Nondeterministic analyses were performed on a one-dimensional, steady, chemically reacting, reduced-order model for hydrogen peroxide flow through a monopropellant catalyst bed. Polynomial chaos expansion was implemented to decrease sampling time in order to perform the probabilistic analyses including quantification of global sensitivities using Sobol indices, construction of axial property uncertainty envelopes for random inputs, and construction of posterior probability distributions with credible intervals for variation in chemical tuning parameters. Results from the study show that model behavior is primarily governed by propellant mass fraction and activation energy of the global reaction. Additionally, posterior distributions generated via Bayesian inference indicate that activation energy and the number of active sites per volume are related by a logarithmic family of solutions as a result of the reaction advancement gradient form in the model. A region of high probability activation energy and number of active sites per volume values are identified using Markov chain Monte Carlo to compare model predictions with experimental data across five individual test cases.

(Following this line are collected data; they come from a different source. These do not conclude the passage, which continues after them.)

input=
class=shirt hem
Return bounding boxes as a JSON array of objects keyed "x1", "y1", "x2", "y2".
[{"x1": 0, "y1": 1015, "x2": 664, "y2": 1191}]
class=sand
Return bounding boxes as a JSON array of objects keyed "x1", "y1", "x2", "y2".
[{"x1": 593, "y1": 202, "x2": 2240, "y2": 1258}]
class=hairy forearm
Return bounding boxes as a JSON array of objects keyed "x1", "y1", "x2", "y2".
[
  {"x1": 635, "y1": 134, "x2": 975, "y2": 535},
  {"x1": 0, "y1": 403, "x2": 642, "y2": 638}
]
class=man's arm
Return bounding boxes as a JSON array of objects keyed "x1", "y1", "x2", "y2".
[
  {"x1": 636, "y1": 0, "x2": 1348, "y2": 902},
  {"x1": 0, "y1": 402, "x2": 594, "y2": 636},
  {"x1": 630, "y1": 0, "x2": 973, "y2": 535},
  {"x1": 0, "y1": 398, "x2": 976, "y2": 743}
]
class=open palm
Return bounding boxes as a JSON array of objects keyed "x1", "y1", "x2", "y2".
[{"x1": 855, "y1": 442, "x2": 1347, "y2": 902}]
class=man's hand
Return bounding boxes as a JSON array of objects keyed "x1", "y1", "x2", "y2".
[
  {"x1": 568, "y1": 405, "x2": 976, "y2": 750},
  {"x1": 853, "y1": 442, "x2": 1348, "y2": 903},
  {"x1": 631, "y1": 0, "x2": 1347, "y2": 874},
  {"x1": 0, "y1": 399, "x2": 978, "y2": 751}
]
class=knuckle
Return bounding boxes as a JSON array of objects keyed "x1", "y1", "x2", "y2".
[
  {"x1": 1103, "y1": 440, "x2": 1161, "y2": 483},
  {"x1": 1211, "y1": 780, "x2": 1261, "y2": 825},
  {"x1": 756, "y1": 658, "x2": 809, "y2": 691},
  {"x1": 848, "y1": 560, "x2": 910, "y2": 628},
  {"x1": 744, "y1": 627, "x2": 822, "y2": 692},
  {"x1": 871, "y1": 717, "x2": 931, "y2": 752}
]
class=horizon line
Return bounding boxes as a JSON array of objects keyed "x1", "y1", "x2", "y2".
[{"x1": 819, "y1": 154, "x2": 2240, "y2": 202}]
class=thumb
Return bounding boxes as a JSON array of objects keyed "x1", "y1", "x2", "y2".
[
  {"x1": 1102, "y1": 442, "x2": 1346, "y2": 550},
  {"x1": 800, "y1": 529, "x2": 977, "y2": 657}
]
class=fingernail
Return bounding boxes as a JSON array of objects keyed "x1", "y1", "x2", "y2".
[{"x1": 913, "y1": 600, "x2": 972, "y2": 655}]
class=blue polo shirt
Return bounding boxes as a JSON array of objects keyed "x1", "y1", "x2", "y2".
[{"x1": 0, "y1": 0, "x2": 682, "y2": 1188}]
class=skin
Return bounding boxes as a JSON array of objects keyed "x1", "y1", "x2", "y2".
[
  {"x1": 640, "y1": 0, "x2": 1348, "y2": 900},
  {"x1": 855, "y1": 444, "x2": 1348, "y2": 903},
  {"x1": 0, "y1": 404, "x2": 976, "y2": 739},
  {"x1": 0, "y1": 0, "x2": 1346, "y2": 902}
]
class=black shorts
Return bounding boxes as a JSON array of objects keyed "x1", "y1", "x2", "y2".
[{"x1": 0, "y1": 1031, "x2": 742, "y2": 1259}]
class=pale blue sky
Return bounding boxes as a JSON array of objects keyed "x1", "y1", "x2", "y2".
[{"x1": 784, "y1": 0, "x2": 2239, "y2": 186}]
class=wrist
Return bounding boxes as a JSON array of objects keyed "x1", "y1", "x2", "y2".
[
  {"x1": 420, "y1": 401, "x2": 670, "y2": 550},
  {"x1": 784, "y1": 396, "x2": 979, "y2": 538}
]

对过氧化氢流经单推进剂催化剂床层的一维，稳定，化学反应，降序模型进行了不确定性分析。进行多项式混沌扩展以减少采样时间，以进行概率分析，包括使用Sobol指数量化整体灵敏度，构建随机输入的轴向属性不确定性包络以及构建具有可靠区间的后验概率分布，以调节化学调谐参数的变化。研究结果表明，模型行为主要受推进剂质量分数和整体反应的活化能支配。另外，通过贝叶斯推断产生的后验分布表明，由于模型中的反应进行梯度形式，活化能和每体积活性位点的数量与溶液的对数族相关。使用马尔可夫链蒙特卡罗（Monte Carlo）将模型预测与五个独立测试案例中的实验数据进行比较，从而确定了一个高概率激活能量区域和每体积值活动位置的数量。